__PS2 Linux Programming__

__
Introducing The 3 ^{rd} Dimension__

Introduction

This tutorial will introduce the background to the main techniques that are necessary in order to manipulate and view objects in three dimensions. Because of the sequential nature of 3D graphics rendering, and because there are so many calculations to be done on large volumes of data, the entire process is broken down into component steps or stages. These stages are serialised into the so called 3D graphics pipeline

In a 3D rendering system, multiple Cartesian coordinate systems (x, y, z) are used at different stages of the pipeline. Whilst being used for different purposes, each coordinate system provides a precise mathematical method of locating and representing objects in 3D space. Not surprisingly these different coordinate systems are often referred to as a 3D "space".

Objects in a 3D scene and the scene itself are sequentially converted, or transformed, through five coordinate systems when proceeding through the 3D pipeline. A brief overview of these coordinate systems is given below.

The **Local Coordinate
System or Model Space** is where each model is defined in its own coordinate
system. The origin is some point in or on the model such as at a vertex of the
cube model shown in Figure 1. The cube in figure 1 used a **Right Handed
Coordinate** system where the +x axis points to the right, the +y axis points
up and the +z axis points **out of** the paper (or screen). There is also a
**Left Handed Coordinate** system where the +x axis points to the right, the
+y axis points up and the +z axis points **in to** the paper (or screen).

Figure 1

The **World Coordinate
System or World Space** is where models are placed and orientated in the
actual 3D world. Models normally undergo rotation and translation
transformations when moving from their local to the world coordinate system.

**The View or Camera
Coordinate system (View or Camera Space)**
is a coordinate system defined relative to a virtual camera or eye that is
located in world space. The view camera is positioned by the user or application
at some point in the 3D world coordinate system. The world space coordinate
system is transformed such that the camera becomes the origin of the coordinate
system, with the camera looking straight down it’s z-axis into the scene.
Whether z values are increasing or decreasing as an observer looks into the
scene away from the camera is up to the programmer.

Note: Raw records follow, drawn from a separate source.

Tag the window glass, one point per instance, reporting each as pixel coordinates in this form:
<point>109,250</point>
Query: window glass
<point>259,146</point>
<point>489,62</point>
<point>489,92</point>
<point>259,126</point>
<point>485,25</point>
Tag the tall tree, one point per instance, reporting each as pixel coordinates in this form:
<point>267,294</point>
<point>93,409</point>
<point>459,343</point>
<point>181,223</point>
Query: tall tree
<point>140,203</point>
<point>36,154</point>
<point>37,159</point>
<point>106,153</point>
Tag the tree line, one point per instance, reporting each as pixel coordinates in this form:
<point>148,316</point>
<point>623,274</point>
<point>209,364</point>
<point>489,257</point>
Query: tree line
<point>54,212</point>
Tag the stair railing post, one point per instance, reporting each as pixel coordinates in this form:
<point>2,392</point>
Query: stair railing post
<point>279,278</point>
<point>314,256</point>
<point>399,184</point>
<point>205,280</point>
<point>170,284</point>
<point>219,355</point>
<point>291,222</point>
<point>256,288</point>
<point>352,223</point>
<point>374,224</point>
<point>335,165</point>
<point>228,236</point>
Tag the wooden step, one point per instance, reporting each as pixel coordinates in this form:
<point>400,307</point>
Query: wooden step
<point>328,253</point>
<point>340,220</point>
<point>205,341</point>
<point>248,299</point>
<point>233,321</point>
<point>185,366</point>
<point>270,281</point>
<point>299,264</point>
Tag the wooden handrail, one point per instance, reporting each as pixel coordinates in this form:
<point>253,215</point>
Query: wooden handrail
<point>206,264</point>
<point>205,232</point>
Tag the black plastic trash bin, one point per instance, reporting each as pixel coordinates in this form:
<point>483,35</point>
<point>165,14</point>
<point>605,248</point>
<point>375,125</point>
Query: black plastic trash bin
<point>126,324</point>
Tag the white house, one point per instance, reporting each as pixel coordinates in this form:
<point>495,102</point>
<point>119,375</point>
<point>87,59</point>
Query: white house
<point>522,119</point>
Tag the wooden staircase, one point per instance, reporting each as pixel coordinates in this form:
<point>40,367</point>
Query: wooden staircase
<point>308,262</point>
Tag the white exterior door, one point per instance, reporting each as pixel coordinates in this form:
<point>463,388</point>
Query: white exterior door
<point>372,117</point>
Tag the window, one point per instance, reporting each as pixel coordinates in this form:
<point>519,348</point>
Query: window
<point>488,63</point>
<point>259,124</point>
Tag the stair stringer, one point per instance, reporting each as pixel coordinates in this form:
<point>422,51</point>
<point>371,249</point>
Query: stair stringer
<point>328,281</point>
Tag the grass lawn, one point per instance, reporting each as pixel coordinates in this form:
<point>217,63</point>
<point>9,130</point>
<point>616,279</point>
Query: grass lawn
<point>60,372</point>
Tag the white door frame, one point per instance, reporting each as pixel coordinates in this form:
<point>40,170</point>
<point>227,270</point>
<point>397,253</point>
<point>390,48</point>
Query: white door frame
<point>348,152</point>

A view volume is created by a projection, which as the name suggests, projects the scene onto a window in front of the camera. The shape of the view volume is either rectangular (called a parallel or orthogonal projection), or a pyramidal (called a perspective projection), and this latter volume is called the view frustum. The view volume defines what the camera will see, but just as importantly it defines what the camera will not see. Many objects and parts of the world can be discarded at this stage of the pipeline thus preventing much wasted processing of objects that will not appear on the window.

Figure 2

The frustum looks like a pyramid with its top cut off as shown in Figure 2. The top of the frustum is called the near (or front) clipping plane and the back is called the far (or back) clipping plane. The entire rendered 3D scene must fit between the near and far clipping planes, and also be bounded by the sides and top of the frustum. If triangles of the model (or parts of the world space) fall outside the frustum, they should be discarded and not be processed further. Similarly, if a triangle is partly inside and partly outside the frustum, the external portion should be clipped off at the frustum boundary and not processed further. Objects (or parts of objects) inside the view frustum will be processed further by the graphics pipeline. Although the view space frustum has clipping planes, clipping is normally performed when the frustum is transformed into clip space.

**Clip Space**
is similar to View Space, but the frustum is now transformed into a cube shape,
with the x, y and z coordinates of a scene being normalised, typically to a
range between –1 and 1. This transformation greatly simplifies clipping
calculations.

**Screen Space** is where the 3D image is converted into 2D screen coordinates for 2D
display. Note that the z coordinate is still retained by the graphics systems
for depth and hidden surface removal calculations. The final phase of the
process is the conversion of the scene into pixels, this being called
rasterisation.

In a computer game the position and orientation of objects change from frame to frame to create the illusion of movement. In a 3D world, objects can be moved or manipulated using four operations broadly referred to as transforms; these transforms will be presented below. The transforms are performed on the vertices of an object using different types of transformation matrices. All of these transform operations are affine: an affine transformation preserves parallelism of lines, though distance between points can change. These transforms are used when moving objects within a particular coordinate system or space, or when changing between spaces.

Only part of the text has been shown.